= Curriculum 2000 =

Education policy in the United Kingdom

Curriculum 2000 was a reform of A Level examinations in the United Kingdom.

== Structure ==
Curriculum 2000 was introduced in September 2000 (with the first AS-Level examinations held in Summer 2001 and A2 examinations the following year). An A Level under this reform consists of four or six units studied over two years. Normally, two or three units are assessed at the end of the first year, and make up a stand-alone Advanced Subsidiary (AS Level) qualification. Another two or three modules are assessed at the end of the second year, which make up the A2 Level. A2 units do not form a qualification in their own right; the satisfactory completion of the AS and A2 units in the same subject is required to constitute a complete A Level qualification.

Curriculum 2000 allowed students to take as many resits as they wanted. Curriculum 2000 allowed different types of qualifications to be taken together in a "mix-and-match" way.

Due to the modular structure, units could be taken in January and June of the year, though January exams were abolished after the January 2013 exam session. To begin with each unit could only be retaken once, but this limit was later removed. Some schools choose to conduct all AS and A2 examinations at the end of the first or second years. In the former case, this means students complete the A-level in one year, which is possible for more academically able students. In the latter case, students do not have the opportunity to resit any units and have a more stressful workload at the end of their second year, although by reducing the amount of time taken for exam leave and conducting examinations, more time is available to study the subject in more depth.

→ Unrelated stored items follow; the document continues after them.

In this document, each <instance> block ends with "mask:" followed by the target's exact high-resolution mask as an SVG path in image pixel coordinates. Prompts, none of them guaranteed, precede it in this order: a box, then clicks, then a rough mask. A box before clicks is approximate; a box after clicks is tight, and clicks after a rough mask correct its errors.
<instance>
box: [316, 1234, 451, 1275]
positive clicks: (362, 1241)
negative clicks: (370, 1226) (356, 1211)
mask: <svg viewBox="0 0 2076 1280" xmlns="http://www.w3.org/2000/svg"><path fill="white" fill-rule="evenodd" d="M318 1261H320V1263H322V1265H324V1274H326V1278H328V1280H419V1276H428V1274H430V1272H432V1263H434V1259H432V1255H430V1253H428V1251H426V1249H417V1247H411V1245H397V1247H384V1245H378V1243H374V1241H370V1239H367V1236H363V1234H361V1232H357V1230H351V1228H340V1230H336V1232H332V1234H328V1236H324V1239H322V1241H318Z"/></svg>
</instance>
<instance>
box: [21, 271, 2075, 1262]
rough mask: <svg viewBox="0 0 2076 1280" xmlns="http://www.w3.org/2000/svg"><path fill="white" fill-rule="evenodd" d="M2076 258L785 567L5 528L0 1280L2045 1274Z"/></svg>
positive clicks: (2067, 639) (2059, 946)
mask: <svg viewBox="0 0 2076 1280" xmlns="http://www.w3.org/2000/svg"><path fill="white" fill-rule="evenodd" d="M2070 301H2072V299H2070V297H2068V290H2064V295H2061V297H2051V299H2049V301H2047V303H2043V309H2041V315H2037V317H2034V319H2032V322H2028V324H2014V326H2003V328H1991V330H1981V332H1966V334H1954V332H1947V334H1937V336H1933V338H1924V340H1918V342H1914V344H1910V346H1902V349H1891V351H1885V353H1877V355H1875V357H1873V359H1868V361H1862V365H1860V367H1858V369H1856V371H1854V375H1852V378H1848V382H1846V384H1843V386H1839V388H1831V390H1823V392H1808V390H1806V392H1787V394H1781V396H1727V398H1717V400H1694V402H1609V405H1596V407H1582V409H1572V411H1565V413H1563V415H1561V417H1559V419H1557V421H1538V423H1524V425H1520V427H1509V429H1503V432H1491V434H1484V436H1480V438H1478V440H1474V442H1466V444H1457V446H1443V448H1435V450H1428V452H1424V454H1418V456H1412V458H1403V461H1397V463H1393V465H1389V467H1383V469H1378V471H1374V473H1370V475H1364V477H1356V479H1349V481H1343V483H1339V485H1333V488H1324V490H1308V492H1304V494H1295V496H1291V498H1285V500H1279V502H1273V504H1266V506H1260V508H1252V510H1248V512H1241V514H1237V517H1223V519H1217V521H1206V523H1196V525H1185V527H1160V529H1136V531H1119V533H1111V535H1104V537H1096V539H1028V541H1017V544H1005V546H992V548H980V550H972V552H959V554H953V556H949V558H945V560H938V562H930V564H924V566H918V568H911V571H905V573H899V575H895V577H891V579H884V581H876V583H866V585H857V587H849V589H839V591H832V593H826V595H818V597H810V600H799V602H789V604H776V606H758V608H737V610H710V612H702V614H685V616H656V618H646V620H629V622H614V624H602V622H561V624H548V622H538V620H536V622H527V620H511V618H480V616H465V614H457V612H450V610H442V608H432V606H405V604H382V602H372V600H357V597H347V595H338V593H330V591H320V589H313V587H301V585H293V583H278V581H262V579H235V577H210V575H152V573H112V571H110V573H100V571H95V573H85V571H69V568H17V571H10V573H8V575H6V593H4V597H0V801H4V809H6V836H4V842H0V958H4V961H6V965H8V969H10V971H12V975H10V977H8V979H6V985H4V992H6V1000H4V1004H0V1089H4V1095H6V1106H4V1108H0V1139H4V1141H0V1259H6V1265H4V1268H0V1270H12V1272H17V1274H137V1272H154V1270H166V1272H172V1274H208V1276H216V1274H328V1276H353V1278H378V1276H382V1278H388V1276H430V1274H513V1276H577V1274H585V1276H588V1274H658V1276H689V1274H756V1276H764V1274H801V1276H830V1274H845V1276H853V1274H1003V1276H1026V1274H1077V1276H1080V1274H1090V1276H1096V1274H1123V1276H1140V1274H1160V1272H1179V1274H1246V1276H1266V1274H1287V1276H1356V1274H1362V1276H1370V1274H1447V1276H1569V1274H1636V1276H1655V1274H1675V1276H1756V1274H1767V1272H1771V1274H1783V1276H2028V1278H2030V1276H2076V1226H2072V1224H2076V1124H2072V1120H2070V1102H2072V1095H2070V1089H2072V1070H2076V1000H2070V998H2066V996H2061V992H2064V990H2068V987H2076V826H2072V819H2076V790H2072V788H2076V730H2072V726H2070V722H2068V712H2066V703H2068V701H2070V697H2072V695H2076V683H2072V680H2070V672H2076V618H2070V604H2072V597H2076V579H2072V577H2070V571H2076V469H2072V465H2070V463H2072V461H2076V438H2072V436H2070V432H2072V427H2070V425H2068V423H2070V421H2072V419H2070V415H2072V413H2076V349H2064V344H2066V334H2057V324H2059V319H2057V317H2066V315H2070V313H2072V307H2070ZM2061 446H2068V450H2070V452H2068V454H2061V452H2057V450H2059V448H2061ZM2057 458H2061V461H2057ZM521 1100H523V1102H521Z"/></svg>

The reforms applied in England, Wales and Northern Ireland.

== Response ==
The reaction to the new style and structure of qualifications was mixed; whilst many schools and colleges welcomed the increased flexibility and the nature of the modules, the Key Skills courses were increasingly targeted as a failure. Many students were exempt from taking these courses as they had the relevant GCSEs, leaving some classes empty. General apathy towards the courses from UCAS and most universities meant that Key Skills was dropped from some LEAs requirements by the end of 2003.

Some have criticised the modular system for nurturing a 'resit culture' due to the 'generous' resit system, and causing perceived 'grade inflation' where the proportion of candidates achieving higher grades increases, thus eroding the value of those grades. Additionally, while the most academically able candidates benefited from completing some of the subject content early, some felt ill-prepared to take half of their A level exams only a year after taking GCSE exams, not having a second year to improve their grades. Michael Gove, who implemented the A level changes which succeeded Curriculum 2000 has described the modular system as an exam 'treadmill' due to the frequency of examinations.

== Succession ==
For first teaching from 2015 through 2018 it was succeeded by a new curriculum (first assessment 2017), which reversed most changes brought in by Curriculum 2000 (reverting to linear qualifications where all exams are taken at the end of each course), though kept AS Levels as standalone qualifications which still encompass the first year of the full A level content. Most traditional subjects were reformed in 2015, followed by more in successive years. The changes were completed in 2018.